Another major issue is that the LGBTQ coordinator is a part of the Women’s Center. The newly created LGBTQ Center is still a Women’s Center space. As mentioned above, LGBTQ is an intersecting identity that certainly does not only affect women; therefore, separating the LGBTQ Center from the Women’s Center is also a goal of the student initiative, as the graduate student that served as the LGBTQ coordinator has always had a cubicle in the Women’s Center.
Currently, the Queer Center is staffed by the LGBTQ coordinator, an additional Women’s Center staff member and student volunteers. The volunteers must have some crisis training prior to applying.

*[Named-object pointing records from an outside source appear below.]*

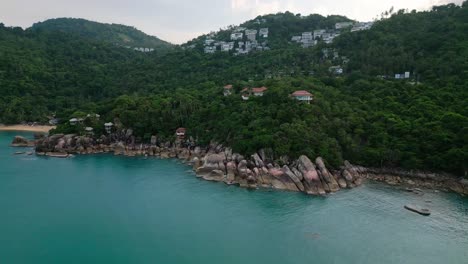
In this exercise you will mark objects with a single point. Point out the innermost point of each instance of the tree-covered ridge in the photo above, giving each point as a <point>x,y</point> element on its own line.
<point>431,45</point>
<point>282,27</point>
<point>111,33</point>
<point>419,123</point>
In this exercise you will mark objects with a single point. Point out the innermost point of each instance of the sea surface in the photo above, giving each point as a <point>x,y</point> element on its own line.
<point>106,209</point>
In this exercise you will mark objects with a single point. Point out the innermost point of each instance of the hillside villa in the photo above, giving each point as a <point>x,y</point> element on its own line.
<point>302,95</point>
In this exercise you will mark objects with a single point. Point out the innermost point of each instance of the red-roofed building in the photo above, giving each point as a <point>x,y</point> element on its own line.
<point>259,91</point>
<point>180,132</point>
<point>245,93</point>
<point>228,90</point>
<point>302,96</point>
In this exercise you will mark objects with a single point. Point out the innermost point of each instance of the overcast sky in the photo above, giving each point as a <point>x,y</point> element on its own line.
<point>178,21</point>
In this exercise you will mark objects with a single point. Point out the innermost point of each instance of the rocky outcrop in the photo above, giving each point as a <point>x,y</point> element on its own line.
<point>20,141</point>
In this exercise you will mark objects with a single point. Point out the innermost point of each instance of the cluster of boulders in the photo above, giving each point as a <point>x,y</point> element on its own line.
<point>259,171</point>
<point>218,163</point>
<point>20,141</point>
<point>430,180</point>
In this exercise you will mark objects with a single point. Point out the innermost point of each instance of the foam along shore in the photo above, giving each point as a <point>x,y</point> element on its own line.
<point>27,128</point>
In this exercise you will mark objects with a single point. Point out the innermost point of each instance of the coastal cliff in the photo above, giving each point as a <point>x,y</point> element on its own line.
<point>216,162</point>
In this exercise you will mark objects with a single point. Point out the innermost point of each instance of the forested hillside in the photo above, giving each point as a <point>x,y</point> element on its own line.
<point>111,33</point>
<point>364,115</point>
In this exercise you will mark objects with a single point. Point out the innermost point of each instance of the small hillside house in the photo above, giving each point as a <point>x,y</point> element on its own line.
<point>180,132</point>
<point>89,130</point>
<point>259,91</point>
<point>73,121</point>
<point>302,95</point>
<point>227,90</point>
<point>245,94</point>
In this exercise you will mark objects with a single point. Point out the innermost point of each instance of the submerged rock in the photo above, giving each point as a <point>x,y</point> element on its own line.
<point>418,209</point>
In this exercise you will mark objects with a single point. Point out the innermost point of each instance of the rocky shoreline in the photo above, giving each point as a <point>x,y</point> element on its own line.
<point>216,162</point>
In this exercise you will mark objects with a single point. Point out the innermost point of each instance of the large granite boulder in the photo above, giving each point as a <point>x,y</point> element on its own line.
<point>212,162</point>
<point>20,141</point>
<point>327,176</point>
<point>288,172</point>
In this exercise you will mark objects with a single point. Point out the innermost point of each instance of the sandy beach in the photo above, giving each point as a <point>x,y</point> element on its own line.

“I call it the closet,” explained one student* affiliated with the movement to obtain a full-time staffer for the queer center. “They’re trying to stick the queers in the closet, get it?”
This description is not inaccurate. The space given to the students was previously the Wellness Center’s closet, until they were asked to clean it out for the Queer Center opening.

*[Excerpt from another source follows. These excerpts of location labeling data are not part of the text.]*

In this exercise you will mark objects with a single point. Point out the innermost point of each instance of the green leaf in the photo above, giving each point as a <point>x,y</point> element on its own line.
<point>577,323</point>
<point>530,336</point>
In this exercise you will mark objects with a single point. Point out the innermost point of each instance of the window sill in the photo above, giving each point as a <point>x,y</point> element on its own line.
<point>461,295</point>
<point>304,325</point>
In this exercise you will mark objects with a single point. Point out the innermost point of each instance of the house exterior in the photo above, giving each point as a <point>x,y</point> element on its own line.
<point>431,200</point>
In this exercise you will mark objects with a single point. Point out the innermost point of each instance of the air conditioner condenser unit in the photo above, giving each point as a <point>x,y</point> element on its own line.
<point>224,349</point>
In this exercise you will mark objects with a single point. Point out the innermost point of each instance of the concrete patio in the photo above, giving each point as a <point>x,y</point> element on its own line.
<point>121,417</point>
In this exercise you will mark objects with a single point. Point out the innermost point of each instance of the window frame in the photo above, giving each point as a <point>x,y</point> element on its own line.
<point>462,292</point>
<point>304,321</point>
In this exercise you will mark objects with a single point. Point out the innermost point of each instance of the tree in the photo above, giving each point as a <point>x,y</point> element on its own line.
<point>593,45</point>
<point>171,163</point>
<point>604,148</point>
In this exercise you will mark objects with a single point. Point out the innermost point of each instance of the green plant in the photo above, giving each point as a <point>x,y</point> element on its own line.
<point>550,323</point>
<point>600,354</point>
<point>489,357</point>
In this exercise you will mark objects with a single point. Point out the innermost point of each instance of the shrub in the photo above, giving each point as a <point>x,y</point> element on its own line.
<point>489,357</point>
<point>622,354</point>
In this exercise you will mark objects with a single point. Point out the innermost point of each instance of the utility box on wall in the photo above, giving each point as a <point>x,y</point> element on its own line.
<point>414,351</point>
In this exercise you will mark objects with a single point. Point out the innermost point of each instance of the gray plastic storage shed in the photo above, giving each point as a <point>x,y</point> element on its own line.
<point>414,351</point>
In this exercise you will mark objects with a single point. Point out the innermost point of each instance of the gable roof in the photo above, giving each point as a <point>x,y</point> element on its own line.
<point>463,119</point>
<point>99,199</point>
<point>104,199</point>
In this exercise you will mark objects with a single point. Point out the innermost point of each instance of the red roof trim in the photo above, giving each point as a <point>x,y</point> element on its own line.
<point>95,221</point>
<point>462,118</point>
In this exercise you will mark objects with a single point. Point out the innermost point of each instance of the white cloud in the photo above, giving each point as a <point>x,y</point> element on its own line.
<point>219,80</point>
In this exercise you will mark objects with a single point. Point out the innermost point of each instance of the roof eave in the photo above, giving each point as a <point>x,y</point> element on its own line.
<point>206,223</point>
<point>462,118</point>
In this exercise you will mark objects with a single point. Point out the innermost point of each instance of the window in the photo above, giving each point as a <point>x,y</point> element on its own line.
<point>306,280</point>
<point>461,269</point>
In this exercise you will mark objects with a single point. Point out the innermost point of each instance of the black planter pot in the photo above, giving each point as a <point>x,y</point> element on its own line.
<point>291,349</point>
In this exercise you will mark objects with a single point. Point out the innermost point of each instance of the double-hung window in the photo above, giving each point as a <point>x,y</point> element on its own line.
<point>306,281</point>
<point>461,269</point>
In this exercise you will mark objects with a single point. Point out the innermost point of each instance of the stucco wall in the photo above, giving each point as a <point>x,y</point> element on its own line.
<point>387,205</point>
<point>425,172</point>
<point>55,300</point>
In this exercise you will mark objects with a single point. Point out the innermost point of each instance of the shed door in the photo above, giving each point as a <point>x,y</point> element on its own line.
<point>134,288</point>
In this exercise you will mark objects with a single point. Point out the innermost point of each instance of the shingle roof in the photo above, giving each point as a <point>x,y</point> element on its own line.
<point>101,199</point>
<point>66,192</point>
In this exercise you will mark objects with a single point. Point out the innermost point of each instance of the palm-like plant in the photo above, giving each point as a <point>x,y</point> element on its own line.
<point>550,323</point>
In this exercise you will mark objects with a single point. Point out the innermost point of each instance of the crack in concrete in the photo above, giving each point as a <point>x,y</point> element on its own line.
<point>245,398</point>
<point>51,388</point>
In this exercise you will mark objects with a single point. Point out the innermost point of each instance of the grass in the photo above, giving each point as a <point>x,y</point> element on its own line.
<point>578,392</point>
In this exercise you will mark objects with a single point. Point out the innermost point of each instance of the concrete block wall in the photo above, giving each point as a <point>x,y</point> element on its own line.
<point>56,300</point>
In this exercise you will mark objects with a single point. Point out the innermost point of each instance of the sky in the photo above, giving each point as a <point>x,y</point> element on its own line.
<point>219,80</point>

The above student is not alone: “It’s small and makes me feel squished inside,” explained Lisa Summe, 21, English student at UC.
At the open house for the center, I had to climb over people to make it from one side of the center to the other. There were only about eight people inside at the time.
Nate Wessel, president of UC’s student group Out on Campus and urban planing student, was “really happy about it (the Queer Center grand opening). This is a great place to hang out between classes. There’s someone to talk to here and a great book selection.”
Jessica Price, 22, graduate assistant for the LGBTQ Center, said that she was really happy with the turnout. “There is a nice collection of students and faculty. This shows the interest and need for the space.”
“I am glad a lot of people are here. It’s really fun. The sandwiches are good and I met a lot of new people,” said Wessel.
The event had a huge turn out, with most people forced to eat the sandwiches and cookies in the hall rather than the Queer Center itself because it was so full; however, some students were still frustrated.
“I did a lot to make this happen and I don’t know most of the people here. Where did they come from?” asked one student.
Another student, who also asked to remain anonymous, commented that “This event is fine. I like the food and it is good that there’s people here. I think the LGBT office being open is better than nothing, but it is not ideal.”
When asked as to why the space was not ideal, the student explained that because “it’s tiny, it’s still controlled by the Women’s Center, and we don’t have a full-time staffer dedicated to the center, so this center can’t ever meet the needs of the UC queer community.”
*Most students asked to remain anonymous. Due to some animosity between the administration and the students, they did not want to be personally identified.